Me costó un rato encontrarla, pero cuando llegué hasta ella estaba a punto de pincharse, buscándose una vena hinchada por la presión del cinturón que tenía atado. Me entraron ganas de vomitar e interrumpí la escena antes de ver algo que no deseaba.
– Veo que los malos hábitos siempre vuelven…
Ella me buscó con la mirada perdida. Estaba colocada. Dejó la jeringuilla a un lado y desabrochó el cinturón. Me di cuenta de que al estar frente a ella ese momento me superaba, y no pude aguantar las lágrimas.
– No tendrías que estar viendo esto si no me hubieras echado de casa.
– No te eché de casa y no iba a permitir que arruinaras la vida de Raúl.
No fui capaz de mantener mi vista en sus ojos vidriosos y bajé los míos al suelo. No conseguía reconocer a mi madre
– ¿Qué hay de la tuya?
– La mía la destrozaste muy bien después de la muerte de papá, gracias.
La escuché reírse.
– ¿Qué le vas a decir a tu hermano?
– ¿Te preocupa?
Me tomé unos segundos mirando a mi alrededor.
– No le voy a contar nada porque como madre no existes.

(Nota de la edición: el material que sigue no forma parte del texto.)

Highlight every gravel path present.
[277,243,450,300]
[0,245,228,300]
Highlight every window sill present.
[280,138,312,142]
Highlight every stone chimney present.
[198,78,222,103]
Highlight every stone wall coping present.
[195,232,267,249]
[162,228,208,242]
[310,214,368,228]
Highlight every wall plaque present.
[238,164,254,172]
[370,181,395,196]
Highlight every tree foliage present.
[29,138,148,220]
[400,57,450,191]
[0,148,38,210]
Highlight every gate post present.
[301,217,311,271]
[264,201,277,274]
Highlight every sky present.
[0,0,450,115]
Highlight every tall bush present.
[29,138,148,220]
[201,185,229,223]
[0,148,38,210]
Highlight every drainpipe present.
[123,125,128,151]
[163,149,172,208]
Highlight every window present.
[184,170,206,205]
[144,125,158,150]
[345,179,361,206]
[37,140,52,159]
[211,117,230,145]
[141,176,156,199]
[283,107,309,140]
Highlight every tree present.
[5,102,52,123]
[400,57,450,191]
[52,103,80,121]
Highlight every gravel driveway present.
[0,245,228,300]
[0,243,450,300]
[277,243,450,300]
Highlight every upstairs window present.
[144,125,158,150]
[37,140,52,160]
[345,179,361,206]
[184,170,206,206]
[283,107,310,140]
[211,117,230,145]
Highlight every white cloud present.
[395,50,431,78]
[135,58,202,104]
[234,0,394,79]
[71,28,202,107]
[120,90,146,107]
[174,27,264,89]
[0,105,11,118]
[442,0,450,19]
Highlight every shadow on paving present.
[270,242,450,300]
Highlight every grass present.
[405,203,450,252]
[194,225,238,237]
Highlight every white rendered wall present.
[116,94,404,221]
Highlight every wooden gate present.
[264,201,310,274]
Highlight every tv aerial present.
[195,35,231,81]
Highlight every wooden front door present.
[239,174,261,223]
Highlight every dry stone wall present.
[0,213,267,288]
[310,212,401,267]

Seguía son su risa baja y sombría.
– Entonces, ¿qué es lo que soy?
Tenía que zanjar la conversación. Estaba tan nerviosa que me dio igual llegar a ser cruel.
– Una yonki.
Sabía que me había pasado, pero en este momento me dio igual. Le di la espalda para marcharme.
– Hace algunos años me llamabas mamá.
– Eso fue antes de verte drogándote.
– Te dije que lo dejaría.
La ira se apoderó de mí, me giré y sin preocuparme por las lágrimas la encaré.
– Tuviste 3 años para dejarlo. ¡Tres! Años en los que volvía a casa antes de recoger a mi hermano del colegio para asegurarme de que no había una loca flipándolo en el salón de casa. ¿Así me demuestras que querías dejarlo?
– Realmente me da igual.
Me quedé pasmada, definitivamente me había roto. Sin esperar a una respuesta de mi parte se colocó de nuevo el cinturón.
– Esto es lo único que necesito -, dijo alzando la jeringuilla – podéis iros a la mierda tú y tu hermano.
Me sequé la cara y antes de ver nada me fui sin decir adiós, caminando con toda la calma que pude por la calzada de albero.
Cuando regresé al hotel Raúl estaba despierto, esperándome sentado en la cama. Me quedé junto a la puerta sin saber qué hacer; él me miraba y a mí me temblaban las piernas.
– Sé que era mamá.
Escucharle decir eso me hizo llorar de nuevo, no tenía fuerzas para seguir. Me apoyé en la puerta y me dejé caer. Él se acercó a mí a toda prisa y me abrazó.
– no me protejas más, ¿vale?
En ese momento lloraba de enfado, de impotencia, de dolor… 13 años de mi vida que habían llegado a su fin.
– Gracias por haber cuidado de mi tanto tiempo Sara, pero déjamelo a mí ahora. Déjame cuidar de ti.